Bledsoe me miró muy serio.

– Si de verdad quieres estar segura, tendrás que mirar las facturas. Los contratos parecen ser correctos, pero tienes que ver lo que Phillips pagó por las órdenes. ¿Qué sabes del modo en que funciona una oficina así?

Sacudí la cabeza.

– No mucho.

– Bien, el trabajo principal de Phillips consiste en actuar como controlador. Debería dejar las ventas a sus representantes, pero no lo hace. Maneja todo el cotarro financiero. También es cosa suya conocer los precios y cómo va el mercado, para que cuando tenga que pagar, pueda asegurarse con sus representantes de que están consiguiendo los mejores precios. Pero se supone que tendría que mantenerse al margen de las ventas. Él maneja el dinero.

Fruncí las cejas. El hombre que manejaba el dinero merecía una investigación más a fondo. El problema estaba en que, en este maldito caso, todo merecía una investigación más a fondo y yo no llegaba a ninguna parte. Me froté el hombro entumecido, intentando rechazar mi frustración.

Bledsoe seguía hablando; me perdí parte de lo que decía.

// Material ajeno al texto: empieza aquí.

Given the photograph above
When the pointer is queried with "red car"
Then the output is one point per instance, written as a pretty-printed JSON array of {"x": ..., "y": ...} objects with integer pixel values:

– ¿Desembarcas en Sault Ste. Marie? Te llevaré hasta Chicago; tengo allí mi avión y pensaba volver esta semana a la oficina.

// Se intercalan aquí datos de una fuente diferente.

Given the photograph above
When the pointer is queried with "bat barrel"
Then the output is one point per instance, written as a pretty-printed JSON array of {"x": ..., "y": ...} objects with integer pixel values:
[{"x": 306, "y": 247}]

Nos levantamos al mismo tiempo y emprendimos el camino de vuelta por la larga cubierta. El sol se había puesto y el cielo estaba cambiando de púrpura a gris negro. Encima de nosotros, las primeras estrellas aparecían: destellos de luz en la oscura cortina. Tendría que volver afuera cuando fuese completamente de noche. En la ciudad no se ven muchas estrellas.